Quelle che cerco nei luoghi. Le lingue bianche che scendono dalle montagne e che con caparbietà ci ostiniamo a salire. Neve. Ghiaccio. Acqua resa solida da un numero con il meno davanti. Per poco tempo. Ma quanto basta per regalarci l’emozione di quella danza leggera sull’inconsistente. Nel freddo pungente che mi fa sentire vivo. Che libera la mia mente. Le lingue bianche su cui gli attrezzi lasciano piccole ferite che il sole e la notte rimarginano. E il nostro passaggio è silenzioso. Indolore. Dimencticato. Le tracce bianche che da lontano intuiamo cercando una linea. Che assumono forme diverse. Che un anno ci sono, quello dopo chissà. Che giocano a nascondino. Presenti. Assenti. Aleatorie.

Tracce bianche

Quelle che ho visto sui visi della gente. I segni di scelte che si perdono nella notte dei tempi. Sui visi di guerrieri. Di cacciatori. Di donne alle prime mestruazioni. Di ragazzi che diventano uomini. Le tracce bianche che raccontano la bellezza della diversità. E l’inutilità di un mondo uniforme. Tutto uguale. Quelle che mi ricordano i sorrisi dei bambini della foresta. I nasi corrosi dal vento sulle montagne dell’America Latina. Le cicatrici sulla pelle scura di chi vive vicino alla guerra. Tracce bianche che raccontano vite. Uniche.

Tracce bianche

Quelle che la vita lascia sul mio corpo.

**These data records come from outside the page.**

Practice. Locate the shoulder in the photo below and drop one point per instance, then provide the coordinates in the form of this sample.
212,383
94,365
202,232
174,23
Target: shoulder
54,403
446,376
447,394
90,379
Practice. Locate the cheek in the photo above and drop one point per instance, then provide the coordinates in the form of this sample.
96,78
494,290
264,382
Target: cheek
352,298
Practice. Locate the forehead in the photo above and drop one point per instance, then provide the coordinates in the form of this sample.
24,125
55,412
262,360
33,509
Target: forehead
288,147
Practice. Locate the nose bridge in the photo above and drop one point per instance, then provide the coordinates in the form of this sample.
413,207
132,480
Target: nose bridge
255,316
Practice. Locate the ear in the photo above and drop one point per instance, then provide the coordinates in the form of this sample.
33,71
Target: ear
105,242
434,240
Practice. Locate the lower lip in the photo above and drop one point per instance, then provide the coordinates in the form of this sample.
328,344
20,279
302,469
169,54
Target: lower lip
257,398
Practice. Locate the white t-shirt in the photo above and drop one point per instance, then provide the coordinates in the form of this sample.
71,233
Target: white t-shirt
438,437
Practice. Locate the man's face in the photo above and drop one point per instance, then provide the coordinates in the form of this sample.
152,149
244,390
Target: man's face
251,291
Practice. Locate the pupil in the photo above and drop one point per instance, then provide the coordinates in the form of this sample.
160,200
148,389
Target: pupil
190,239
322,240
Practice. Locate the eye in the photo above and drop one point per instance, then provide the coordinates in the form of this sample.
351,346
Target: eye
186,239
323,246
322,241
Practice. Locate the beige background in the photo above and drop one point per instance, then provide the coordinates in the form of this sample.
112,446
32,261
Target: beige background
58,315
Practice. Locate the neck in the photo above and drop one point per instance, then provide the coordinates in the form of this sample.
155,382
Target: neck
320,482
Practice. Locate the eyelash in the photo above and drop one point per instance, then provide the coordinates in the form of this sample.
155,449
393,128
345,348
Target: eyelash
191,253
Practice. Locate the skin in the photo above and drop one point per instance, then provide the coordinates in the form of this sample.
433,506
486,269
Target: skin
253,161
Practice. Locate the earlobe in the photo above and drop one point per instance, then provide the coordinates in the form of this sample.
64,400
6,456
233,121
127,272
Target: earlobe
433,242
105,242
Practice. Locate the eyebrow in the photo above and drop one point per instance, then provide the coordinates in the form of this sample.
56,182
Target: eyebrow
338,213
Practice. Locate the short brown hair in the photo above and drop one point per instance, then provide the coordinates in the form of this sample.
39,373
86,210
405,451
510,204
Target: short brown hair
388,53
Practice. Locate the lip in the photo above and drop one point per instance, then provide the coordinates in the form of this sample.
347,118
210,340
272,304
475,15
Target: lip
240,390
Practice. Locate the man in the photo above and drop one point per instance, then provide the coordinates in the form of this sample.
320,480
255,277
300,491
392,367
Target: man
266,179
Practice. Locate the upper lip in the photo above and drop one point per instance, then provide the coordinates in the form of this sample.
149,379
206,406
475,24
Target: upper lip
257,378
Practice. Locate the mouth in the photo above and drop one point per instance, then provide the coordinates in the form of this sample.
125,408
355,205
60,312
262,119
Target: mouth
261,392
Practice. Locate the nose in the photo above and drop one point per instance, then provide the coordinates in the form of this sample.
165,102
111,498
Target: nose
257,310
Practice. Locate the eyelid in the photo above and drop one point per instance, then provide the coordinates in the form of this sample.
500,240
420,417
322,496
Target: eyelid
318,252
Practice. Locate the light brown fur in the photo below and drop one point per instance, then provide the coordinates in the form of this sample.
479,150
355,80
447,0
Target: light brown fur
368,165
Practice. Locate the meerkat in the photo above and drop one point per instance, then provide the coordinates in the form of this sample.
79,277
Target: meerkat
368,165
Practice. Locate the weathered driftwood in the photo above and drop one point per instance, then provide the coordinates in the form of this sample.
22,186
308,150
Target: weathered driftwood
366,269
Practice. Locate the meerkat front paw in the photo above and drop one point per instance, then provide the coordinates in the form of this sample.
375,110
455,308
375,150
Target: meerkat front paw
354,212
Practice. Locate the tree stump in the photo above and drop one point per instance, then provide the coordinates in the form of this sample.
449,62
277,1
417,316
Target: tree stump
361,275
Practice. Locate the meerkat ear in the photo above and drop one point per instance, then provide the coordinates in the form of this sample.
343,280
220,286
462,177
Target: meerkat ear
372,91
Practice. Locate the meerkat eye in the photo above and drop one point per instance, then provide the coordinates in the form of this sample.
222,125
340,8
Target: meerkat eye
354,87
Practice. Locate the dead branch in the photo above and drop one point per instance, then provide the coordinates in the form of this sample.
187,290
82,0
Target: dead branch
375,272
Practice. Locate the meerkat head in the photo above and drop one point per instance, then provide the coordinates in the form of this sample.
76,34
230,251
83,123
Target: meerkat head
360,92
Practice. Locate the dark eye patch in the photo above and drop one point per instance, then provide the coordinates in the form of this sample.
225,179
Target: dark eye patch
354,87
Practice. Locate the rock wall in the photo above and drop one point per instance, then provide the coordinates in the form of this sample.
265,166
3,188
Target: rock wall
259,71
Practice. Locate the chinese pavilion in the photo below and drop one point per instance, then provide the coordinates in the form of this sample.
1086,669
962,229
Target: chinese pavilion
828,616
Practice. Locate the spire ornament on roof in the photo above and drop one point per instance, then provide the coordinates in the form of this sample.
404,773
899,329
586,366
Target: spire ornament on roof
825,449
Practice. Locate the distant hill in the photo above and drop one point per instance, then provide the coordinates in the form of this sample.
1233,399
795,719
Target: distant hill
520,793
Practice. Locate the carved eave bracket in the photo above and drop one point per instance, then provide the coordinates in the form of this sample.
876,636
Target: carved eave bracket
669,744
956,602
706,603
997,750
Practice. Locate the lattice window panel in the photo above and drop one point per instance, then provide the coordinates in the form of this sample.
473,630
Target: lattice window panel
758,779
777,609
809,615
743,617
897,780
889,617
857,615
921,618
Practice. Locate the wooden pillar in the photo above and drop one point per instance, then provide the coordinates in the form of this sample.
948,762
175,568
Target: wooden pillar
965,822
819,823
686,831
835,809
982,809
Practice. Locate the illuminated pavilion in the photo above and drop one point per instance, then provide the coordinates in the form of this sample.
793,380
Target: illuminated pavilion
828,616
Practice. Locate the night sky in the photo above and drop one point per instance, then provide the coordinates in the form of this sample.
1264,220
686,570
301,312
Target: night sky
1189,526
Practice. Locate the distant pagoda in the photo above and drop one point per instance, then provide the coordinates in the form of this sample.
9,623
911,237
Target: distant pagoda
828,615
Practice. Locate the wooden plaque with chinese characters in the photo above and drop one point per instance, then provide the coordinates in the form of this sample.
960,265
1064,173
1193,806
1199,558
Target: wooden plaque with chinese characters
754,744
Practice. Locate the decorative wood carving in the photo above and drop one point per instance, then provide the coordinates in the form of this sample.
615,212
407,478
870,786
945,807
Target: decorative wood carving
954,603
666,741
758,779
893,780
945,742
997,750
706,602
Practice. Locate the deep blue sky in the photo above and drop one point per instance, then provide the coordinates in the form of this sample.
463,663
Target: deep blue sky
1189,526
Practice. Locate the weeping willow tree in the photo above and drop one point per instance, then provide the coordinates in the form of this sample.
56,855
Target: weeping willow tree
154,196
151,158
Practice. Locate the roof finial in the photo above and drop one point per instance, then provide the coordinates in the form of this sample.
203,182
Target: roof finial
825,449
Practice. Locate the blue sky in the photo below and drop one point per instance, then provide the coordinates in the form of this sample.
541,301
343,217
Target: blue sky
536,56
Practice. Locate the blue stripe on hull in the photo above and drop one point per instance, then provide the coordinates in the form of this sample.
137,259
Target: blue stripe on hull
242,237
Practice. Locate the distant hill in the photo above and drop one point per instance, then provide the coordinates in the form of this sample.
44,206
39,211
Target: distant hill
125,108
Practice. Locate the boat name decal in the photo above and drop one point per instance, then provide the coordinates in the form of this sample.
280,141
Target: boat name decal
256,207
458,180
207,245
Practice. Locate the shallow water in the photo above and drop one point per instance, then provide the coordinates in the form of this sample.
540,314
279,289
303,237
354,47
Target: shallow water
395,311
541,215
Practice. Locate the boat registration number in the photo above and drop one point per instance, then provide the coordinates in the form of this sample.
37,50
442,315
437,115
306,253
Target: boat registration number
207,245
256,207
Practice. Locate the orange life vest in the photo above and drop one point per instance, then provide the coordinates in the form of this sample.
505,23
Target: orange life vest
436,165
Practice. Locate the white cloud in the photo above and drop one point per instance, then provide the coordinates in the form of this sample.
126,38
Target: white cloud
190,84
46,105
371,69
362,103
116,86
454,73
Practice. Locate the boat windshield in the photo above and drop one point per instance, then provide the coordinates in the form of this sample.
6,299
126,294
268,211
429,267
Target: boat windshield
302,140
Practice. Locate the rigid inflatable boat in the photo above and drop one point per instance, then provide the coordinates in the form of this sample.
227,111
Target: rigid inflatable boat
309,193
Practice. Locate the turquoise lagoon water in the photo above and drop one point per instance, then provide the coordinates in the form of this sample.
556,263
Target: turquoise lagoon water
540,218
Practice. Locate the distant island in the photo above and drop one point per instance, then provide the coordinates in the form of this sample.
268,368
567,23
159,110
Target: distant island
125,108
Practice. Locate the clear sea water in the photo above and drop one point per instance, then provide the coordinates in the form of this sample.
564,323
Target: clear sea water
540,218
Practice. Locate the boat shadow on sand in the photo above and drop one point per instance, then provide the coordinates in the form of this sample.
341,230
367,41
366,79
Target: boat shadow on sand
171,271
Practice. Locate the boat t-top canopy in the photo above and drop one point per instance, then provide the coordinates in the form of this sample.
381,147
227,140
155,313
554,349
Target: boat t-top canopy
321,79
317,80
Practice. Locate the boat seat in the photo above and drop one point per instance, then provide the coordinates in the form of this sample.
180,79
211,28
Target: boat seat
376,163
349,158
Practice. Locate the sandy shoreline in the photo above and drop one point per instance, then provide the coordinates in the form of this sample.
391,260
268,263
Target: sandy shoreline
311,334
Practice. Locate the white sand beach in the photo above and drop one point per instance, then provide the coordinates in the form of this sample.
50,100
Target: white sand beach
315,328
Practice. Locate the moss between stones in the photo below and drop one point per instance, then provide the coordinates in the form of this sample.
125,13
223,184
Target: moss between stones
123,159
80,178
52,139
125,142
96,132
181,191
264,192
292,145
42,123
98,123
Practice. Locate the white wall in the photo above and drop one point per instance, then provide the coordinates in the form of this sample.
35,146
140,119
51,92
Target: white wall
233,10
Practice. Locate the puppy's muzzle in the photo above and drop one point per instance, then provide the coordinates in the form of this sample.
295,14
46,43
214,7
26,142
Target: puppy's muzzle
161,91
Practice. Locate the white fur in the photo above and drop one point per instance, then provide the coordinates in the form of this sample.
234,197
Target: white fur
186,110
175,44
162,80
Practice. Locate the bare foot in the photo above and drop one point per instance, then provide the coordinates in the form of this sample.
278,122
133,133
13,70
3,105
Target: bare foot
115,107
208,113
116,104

Peli bianchi che compaiono e mi ricordano che il tempo passa. Che oltre la vita c’è il buio e che ogni secondo è prezioso. Ha un valore e va rispettato. Che vivere a pieno, amare fino al limite e ridere spesso sono le chiavi per un cammino sano e felice. Il resto è solo la stupidità dell’uomo che attraversa la tua strada. Senza guardare né a destra né a sinistra. Perché la stupidità è solida e non ha paura di farsi male. E allora sei tu a doverla schivare. Per fare in modo che ciò che resta di te non siano solo … Tracce bianche.